Trenchcoats help Burberry shrug off sales slowdown

Burberry's iconic trenchcoats remained popular, boosting sales growth. Picture: Getty Images/Burberry

Burberry's iconic trenchcoats remained popular, boosting sales growth. Picture: Getty Images/Burberry

Share this article
0
Have your say

Luxury fashion label Burberry has enjoyed a “robust” second half, boosted by strong demand in American and European markets, but saw a weaker performance in the Far East.

The group said total revenues for the six months to the end of March were up 9 per cent on an underlying basis, at £1.4 billion.

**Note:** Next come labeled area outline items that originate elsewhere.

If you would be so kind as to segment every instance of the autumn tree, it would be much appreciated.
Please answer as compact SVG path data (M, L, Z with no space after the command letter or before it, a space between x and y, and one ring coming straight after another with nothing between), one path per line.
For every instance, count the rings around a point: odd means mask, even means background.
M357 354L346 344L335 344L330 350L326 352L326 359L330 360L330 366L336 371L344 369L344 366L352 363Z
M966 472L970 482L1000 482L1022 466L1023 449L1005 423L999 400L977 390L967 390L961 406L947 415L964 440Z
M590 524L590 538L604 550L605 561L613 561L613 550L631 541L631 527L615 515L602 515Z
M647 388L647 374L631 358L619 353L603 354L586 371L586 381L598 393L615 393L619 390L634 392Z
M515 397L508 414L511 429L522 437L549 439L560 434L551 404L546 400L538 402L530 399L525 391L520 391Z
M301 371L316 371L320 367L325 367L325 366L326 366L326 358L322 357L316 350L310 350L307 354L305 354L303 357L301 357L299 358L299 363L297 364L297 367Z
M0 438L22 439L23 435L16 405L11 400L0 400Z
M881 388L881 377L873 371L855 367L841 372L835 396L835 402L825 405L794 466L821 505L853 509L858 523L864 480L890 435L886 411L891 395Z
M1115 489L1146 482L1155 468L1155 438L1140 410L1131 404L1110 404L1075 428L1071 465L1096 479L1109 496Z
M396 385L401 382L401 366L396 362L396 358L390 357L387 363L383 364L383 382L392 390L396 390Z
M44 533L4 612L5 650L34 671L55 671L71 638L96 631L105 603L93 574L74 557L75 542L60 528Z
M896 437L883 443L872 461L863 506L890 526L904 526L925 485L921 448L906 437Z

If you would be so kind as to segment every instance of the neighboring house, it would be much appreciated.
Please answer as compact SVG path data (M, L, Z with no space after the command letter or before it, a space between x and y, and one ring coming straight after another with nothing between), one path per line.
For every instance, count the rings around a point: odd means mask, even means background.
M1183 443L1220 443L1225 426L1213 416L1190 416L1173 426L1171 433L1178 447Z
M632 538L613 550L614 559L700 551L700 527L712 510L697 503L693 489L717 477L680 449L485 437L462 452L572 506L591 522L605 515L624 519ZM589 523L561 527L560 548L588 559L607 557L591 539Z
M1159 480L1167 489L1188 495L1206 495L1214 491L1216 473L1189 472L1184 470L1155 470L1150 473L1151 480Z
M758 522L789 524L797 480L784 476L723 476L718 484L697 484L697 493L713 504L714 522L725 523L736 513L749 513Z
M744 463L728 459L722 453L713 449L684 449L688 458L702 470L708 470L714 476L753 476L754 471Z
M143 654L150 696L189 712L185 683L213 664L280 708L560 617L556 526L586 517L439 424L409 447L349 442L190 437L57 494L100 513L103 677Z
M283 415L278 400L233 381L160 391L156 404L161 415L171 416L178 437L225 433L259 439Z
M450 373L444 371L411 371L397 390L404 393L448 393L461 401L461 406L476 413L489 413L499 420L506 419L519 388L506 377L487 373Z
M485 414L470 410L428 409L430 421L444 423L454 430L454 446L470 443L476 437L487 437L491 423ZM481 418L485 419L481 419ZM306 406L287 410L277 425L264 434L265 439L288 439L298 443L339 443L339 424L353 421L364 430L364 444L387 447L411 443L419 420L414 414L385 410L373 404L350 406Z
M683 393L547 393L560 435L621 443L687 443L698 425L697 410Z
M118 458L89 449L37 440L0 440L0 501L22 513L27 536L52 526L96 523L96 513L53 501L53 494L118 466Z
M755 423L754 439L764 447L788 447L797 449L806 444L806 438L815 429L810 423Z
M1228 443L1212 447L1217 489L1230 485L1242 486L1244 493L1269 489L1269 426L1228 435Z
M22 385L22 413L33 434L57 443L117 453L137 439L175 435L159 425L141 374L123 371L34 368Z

Comparable sales in stores rose 9 per cent, amid strong demand for the latest versions of its signature trenchcoats and scarves and “exceptional growth” for its range of ponchos.

Retail sales grew in the double-digits in the Americas, Europe, Middle East, India and Africa, but in the Asia Pacific region growth was in the low single-digits – including “further deceleration” in its high-margin Hong Kong market.

Brewin Dolphin analyst Nicla Di Palma said Burberry could leave the region if trading does not improve, adding: “It is unclear at this stage whether the situation in Hong Kong is temporary, but Burberry does have other levers to pull if it turns out to be permanent.”

Burberry said that digital sales “again outperformed in all regions”. Wholesale revenues were unchanged at £331 million, although beauty products – including its My Burberry perfume – were ahead of last year.

Chief executive Christopher Bailey, who succeeded previous boss Angela Ahrendts in May last year, said: “We are pleased to report a robust second-half performance, despite an uncertain external environment.

“Customers responded strongly to product innovation, especially in our core British-made heritage trenchcoats and scarves, while we continued to invest in digital and retail initiatives, including flagship openings in Los Angeles and Japan.”

Bailey, who also serves as chief creative officer, added: “We anticipate external challenges will continue in the current year, but remain confident in our long-term strategy to build the Burberry brand and business.”

Burberry said new openings would help contribute low ­single-digit retail revenue growth in the current year, but licensing revenues would fall by about 40 per cent due to a planned expiry of a licence in Japan.

The London-based business, founded in 1856, had 214 retail stores, 213 concessions, 57 outlets and 67 franchise stores at the end of the period.

Richard Hunter, head of equities at Hargreaves Lansdown, said Burberry “remains in fashion” despite “blots on the landscape” such as Hong Kong.

He added: “The overall picture is extremely healthy – the strength of the digital contribution, particular product growth in the likes of the iconic trenchcoats and scarves and pleasing performances from the Americas and most of Europe.

“The company is well positioned for future, selective growth in terms of both stores and lines, such as beauty, releasing the potential to add more chapters to its successful story.”

Burberry’s shares, which have risen by about 25 per cent over the past year, ended the day up 45p, or 2.5 per cent, at 1,829p.